There are many recipes out there for blueberry cakes and muffins, but you have to try my Diabetic Friendly Blueberry and Lemon version!
What better time to give this a go, than citrus season!
Lemons of all varieties are in abundance now and add a real kick when added to a blueberry cake.
Benefits of Blueberries
Blueberries are also great for anyone with diabetes as they are low in carbohydrate. You can eat a whole cup of these blue gems and this is only one exchange, or 15 g of carbohydrate.
According to Healthline anthocyanins in blueberries have beneficial effects on insulin sensitivity and glucose metabolism. These anti-diabetes effects occur with both blueberry juice and extract (PubMed , PubMed2 , PubMed3, ScienceDirect).
In a study in 32 obese people with insulin resistance, two blueberry smoothies daily caused major improvements in insulin sensitivity (PMC), as featured in HealthLine.
There are also loads of other health benefits in eating blueberries:
- They contain more antioxidants than any other fruit of vegetable, and
- Are nutrient-dense and contain Vitamin C, Vitamin K and magnesium.
What’s great about this recipe
I like to use a mix of semolina and almond meal in this recipe as it gives a really soft texture.
Almond meal is great for anyone with diabetes, or anyone keen to cut back on their carbs, as it only has a about 3.9 g of carbs per 100g!
For any of you who follow my blog, you’ll know how much I like to use Greek Yoghurt! It adds body and creaminess to recipes without the need to add butter or oil.
This is fantastic if you’re looking to lose a bit of weight or just eat a bit healthier.
So give my Diabetic Friendly Blueberry and Lemon Cake a go – at 9.6 g of carbohydrate per slice, it’s one to keep on stand-by or when you’re craving something sweet.

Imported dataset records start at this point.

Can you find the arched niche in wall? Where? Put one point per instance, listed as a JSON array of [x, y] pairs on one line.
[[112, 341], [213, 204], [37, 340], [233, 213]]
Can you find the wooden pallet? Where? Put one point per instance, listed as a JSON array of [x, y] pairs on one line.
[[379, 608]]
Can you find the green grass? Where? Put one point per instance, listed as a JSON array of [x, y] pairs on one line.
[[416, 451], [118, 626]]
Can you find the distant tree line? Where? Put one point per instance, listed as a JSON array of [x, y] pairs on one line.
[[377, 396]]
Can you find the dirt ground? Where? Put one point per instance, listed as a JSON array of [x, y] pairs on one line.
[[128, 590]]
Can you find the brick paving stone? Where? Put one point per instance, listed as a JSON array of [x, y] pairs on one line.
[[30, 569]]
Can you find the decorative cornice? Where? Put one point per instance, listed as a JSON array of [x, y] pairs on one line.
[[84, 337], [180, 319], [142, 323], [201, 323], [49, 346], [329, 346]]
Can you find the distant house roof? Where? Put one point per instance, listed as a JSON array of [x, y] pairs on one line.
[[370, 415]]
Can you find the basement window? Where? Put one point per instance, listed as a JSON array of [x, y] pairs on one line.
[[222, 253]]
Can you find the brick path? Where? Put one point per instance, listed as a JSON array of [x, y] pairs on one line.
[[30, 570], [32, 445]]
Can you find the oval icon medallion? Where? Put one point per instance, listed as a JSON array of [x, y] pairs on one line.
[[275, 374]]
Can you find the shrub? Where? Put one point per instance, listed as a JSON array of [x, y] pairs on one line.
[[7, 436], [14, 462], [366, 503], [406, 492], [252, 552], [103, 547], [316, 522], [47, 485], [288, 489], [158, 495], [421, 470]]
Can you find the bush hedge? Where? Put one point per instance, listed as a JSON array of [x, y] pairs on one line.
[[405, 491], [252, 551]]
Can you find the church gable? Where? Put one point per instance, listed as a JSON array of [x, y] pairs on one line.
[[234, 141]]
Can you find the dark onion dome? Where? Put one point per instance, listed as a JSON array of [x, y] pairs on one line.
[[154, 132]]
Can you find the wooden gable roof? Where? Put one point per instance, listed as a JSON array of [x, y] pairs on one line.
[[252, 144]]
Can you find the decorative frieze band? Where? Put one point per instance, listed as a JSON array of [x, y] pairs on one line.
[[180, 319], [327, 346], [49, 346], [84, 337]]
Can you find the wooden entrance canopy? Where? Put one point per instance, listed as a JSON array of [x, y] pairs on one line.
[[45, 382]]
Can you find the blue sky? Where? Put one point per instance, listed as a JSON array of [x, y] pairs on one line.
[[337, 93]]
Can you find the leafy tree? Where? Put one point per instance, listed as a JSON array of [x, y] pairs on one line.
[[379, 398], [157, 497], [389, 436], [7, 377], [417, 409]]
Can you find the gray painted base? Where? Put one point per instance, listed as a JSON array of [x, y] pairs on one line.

Diabetic Friendly Blueberry Lemon Cake
- 200 g almond meal
- 1 tsp 100% pure unsweetened vanilla extract
- 1/2 tsp 100% pure Stevia extract powder
- 35 g semolina
- 100 g Greek yoghurt (full fat)
- 2 tsp baking powder
- 1/4 tsp bicarbonate of soda
- 2 eggs (large)
- 1 tbsp lemon zest (zest of 1 large lemon)
- 1/4 cup full cream milk
- 110 g blueberries (1 punnet)
Pre-heat oven to 180 degrees Celsius. Wash blueberries under cold water and set aside.
Add all dry ingredients including almond meal, semolina, stevia, baking powder and bicarbonate of soda to a bowl and mix well.
Add all wet ingredients to a separate bowl including milk, eggs, vanilla, lemon zest and yoghurt to a bowl and mix well.
Combine the wet and dry ingredients together and mix well. Add the blueberries and mix gently into the batter.
Place the mixture into a small silicone loaf tin (approximately 9.5cm W x 22cm L x 6.5cm D) and tap on the bench-top to remove any air bubbles.
Bake in the oven for approximately 35-40 minutes. Once cooked, remove from the oven, allow to cool and slice into six pieces.
This recipe makes six serves. Each serve has 9.6g of carbohydrate.